APRIL FOOLS: A win for pet owners comes at the expense of those who wish to prohibit dog presence on public beaches.
APRIL FOOLS -- After years of a well-recognized but occasionally followed dog ban on Siesta Key Beach, law enforcement officials have been told that a longstanding — albeit confusing — state statute counteracts the otherwise decades-old local tradition.
And it took a fan of TV’s “Siesta Key” to decipher the dusty Florida statute, buried within decades of re-written, stricken, and re-written legalese.
Archie Andrews, a first year law student at Florida State University, spotted what he immediately surmised was a violation of the law while watching an episode of the MTV reality series.
“This girl, Kelsey maybe, was running and jumping on the beach with this totally cool dog, and I knew that couldn’t be kosher with the local laws, ordinances and whatnot,’’ he said. “So I was going to call it in to the local State Attorney for proper prosecution, but figured I’d better know what I was talking about.’’
What Andrews found astonished him.
Section 1014.18(3) of Florida State Statute Chapter XLVIIII reads in part: “...regarding household pets legally owned, registered or otherwise co-habitating with a legal resident of the Great State of Florida shall not be disallowed in a non-prohibitive manner to accompany said owner in endeavours not barred by otherwise legal portends herewith.’’
Andrews said he got extra credit with his torts professor for figuring out that pets are actually allowed, rendering the popular stretch the county’s largest dog park.
Until now, health and bird concerns drove the “no dogs allowed” regulation on Siesta Key’s previously white sand beach.
And while some residents are all but wagging their tails at the idea of bringing their furry friends out with them again, others are left aghast at the open-ended use of the word “pet” in the statute.
“Forget dogs, what other animals will people feel entitled to bring onto the beach with them?”
“Forget dogs, what other animals will people feel entitled to bring onto the beach with them?” part-time resident Harry Growling said. “I’ve heard that some people in the state even farm peacocks. Can you imagine a peacock on our beach?
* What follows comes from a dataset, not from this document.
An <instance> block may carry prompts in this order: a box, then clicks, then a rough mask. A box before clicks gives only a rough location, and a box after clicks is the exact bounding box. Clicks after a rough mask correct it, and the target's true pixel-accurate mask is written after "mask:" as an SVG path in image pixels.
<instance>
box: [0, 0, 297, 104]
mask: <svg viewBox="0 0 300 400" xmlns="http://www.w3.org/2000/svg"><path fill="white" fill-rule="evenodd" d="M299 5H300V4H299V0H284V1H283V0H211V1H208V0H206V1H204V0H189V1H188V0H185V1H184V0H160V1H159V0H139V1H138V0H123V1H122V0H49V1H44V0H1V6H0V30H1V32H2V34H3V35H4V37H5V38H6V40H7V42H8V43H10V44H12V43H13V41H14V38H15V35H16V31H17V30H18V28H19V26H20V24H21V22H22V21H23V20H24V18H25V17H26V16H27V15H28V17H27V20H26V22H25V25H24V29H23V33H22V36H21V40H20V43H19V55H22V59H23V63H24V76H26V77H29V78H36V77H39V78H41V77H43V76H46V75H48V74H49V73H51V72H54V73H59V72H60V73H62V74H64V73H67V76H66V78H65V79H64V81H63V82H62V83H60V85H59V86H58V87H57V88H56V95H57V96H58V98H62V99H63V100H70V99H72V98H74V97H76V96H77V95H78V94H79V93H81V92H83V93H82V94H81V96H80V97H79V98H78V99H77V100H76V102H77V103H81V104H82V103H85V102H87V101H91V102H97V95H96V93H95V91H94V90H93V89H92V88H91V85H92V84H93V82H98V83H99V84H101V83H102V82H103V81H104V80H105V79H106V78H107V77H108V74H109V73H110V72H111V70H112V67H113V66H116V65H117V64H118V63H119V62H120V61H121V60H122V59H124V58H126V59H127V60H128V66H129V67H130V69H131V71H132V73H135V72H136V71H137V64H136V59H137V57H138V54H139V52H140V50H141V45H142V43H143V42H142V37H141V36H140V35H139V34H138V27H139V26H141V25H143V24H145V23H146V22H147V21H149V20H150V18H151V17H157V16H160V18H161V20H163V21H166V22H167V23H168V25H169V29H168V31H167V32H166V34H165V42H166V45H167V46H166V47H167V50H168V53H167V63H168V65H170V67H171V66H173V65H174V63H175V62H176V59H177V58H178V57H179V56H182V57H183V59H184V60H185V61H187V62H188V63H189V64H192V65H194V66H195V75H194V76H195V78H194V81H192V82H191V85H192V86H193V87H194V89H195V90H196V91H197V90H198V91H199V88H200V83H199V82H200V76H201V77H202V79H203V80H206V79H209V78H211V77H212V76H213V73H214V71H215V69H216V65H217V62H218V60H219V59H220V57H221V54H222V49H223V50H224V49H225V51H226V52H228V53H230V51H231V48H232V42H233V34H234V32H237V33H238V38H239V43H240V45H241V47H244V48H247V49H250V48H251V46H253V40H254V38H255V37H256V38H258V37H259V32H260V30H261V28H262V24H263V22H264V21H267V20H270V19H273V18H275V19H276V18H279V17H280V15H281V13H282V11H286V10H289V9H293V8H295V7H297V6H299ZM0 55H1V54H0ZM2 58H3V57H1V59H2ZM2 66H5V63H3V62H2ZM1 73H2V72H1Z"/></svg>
This is opening the door to madness!”
Others, however, see the relaxed regulation as an opportunity for local businesses to thrive.
“You know, I think I’m going to open my own leash kiosk on the beach,” said another local resident and entrepreneur, Collie Canis. “Short leashes for small dogs, longer ones for big dogs.”
Following the announcement, many residents decided to petition for a greater sense of control over the expanse of public beach.
But it may not be that simple.
In response, the Siesta Key Pet Coalition has announced it will be hosting regular seminars on proper public etiquette for pets starting Monday, April 1.
“We understand that pet behavior is going to be a major concern for a lot of people who are out on the beach with their friends and families,” SKPC spokesperson Birdie Shepherd wrote in a release. “And we’re just paw-sitively excited to help you help your pets.”